There’s going to be a preseason hockey game in Boise for the first time in many years. There was supposed to be one a few years ago, but that was the 2014-2015 season, aka the lockout shortened season. That game never got played. But I thought, just maybe, we could get tickets and go see NHL players, even if the big names probably wouldn’t take the ice.
However, I was not the only person in Boise with this idea. Tickets sold out so fast, I never even got past the waiting room before they were gone. I guess I’ll just have to travel if I want to see an NHL game. Maybe someday I’ll get to see one of Boise’s “local” teams (at least according to regional sports networks), like Seattle, Colorado or Las Vegas.
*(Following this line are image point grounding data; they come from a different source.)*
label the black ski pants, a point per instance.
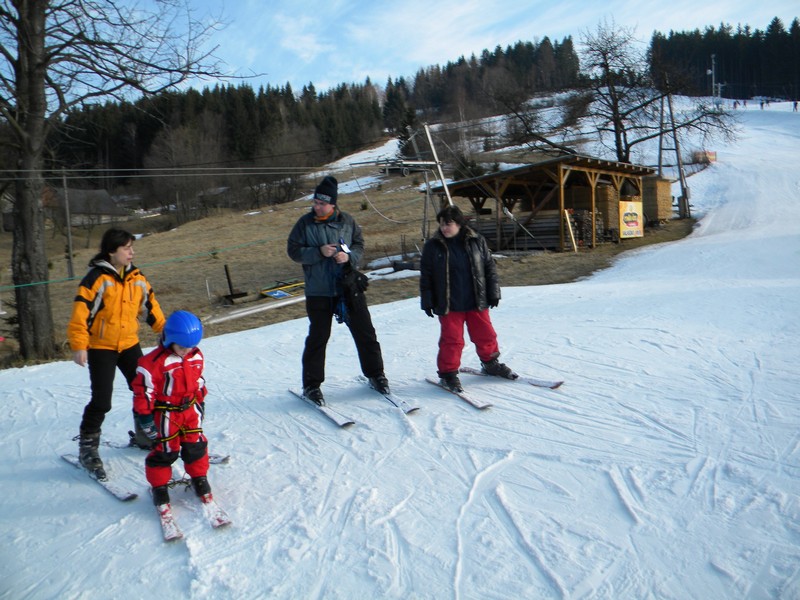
(103, 365)
(320, 311)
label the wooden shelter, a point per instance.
(552, 190)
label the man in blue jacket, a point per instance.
(329, 245)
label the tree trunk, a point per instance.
(36, 336)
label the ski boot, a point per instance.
(89, 456)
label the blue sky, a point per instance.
(345, 41)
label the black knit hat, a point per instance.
(327, 190)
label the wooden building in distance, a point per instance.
(560, 203)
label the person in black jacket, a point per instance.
(458, 282)
(329, 245)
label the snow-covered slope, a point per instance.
(667, 465)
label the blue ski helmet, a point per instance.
(184, 329)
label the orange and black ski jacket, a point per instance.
(107, 308)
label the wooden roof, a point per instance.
(530, 180)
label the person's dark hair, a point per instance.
(451, 213)
(113, 239)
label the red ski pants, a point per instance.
(180, 435)
(451, 338)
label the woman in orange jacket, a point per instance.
(103, 331)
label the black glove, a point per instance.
(148, 426)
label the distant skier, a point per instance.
(169, 394)
(458, 282)
(103, 332)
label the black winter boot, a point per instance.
(451, 382)
(88, 444)
(497, 369)
(160, 495)
(202, 488)
(380, 383)
(314, 394)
I’ve been playing the game Dead Cells a lot lately. It’s a roguelike game, which means that if you die, you start all over. The game doesn’t take that long to complete, even with my style of “must kill everything” which takes longer. It’s got an interesting, new-to-me, system of difficulty. Essentially, you can’t really finish the game until you play it on the hardest (of 6) levels.
For a while, I thought I wouldn’t ever make it past the 3rd level (called 2 boss stem cell), but then I did. And then I wanted to complete a puzzle that required taking a specific route through the game and finding hidden areas in specific dungeons. I got through that, and now I’m thinking, well, maybe I can beat the final boss with 3 boss stem cells activated.
But the last time I tried, on what was otherwise a very good run, I just couldn’t get the final boss. Yeah, I’ll probably keep playing the game until it leaves Xbox Game Pass.
When this blog goes live, I’ll be out in the wilderness. If the trip goes to plan, I should be at the Moose Creek Air Strip, or getting real close. As I write this, I’m so looking forward to being out there. I’ve got a headache from letting things at work stress me out a bit too much. I need to do some hiring and there’s an awful project I’m involved in because I’m the only one with the expertise to get it done. Or that’s how it feels.
Being out in the woods should let me re-center myself. To remember that nothing at my work is actually life and death. To remember that I am not my work.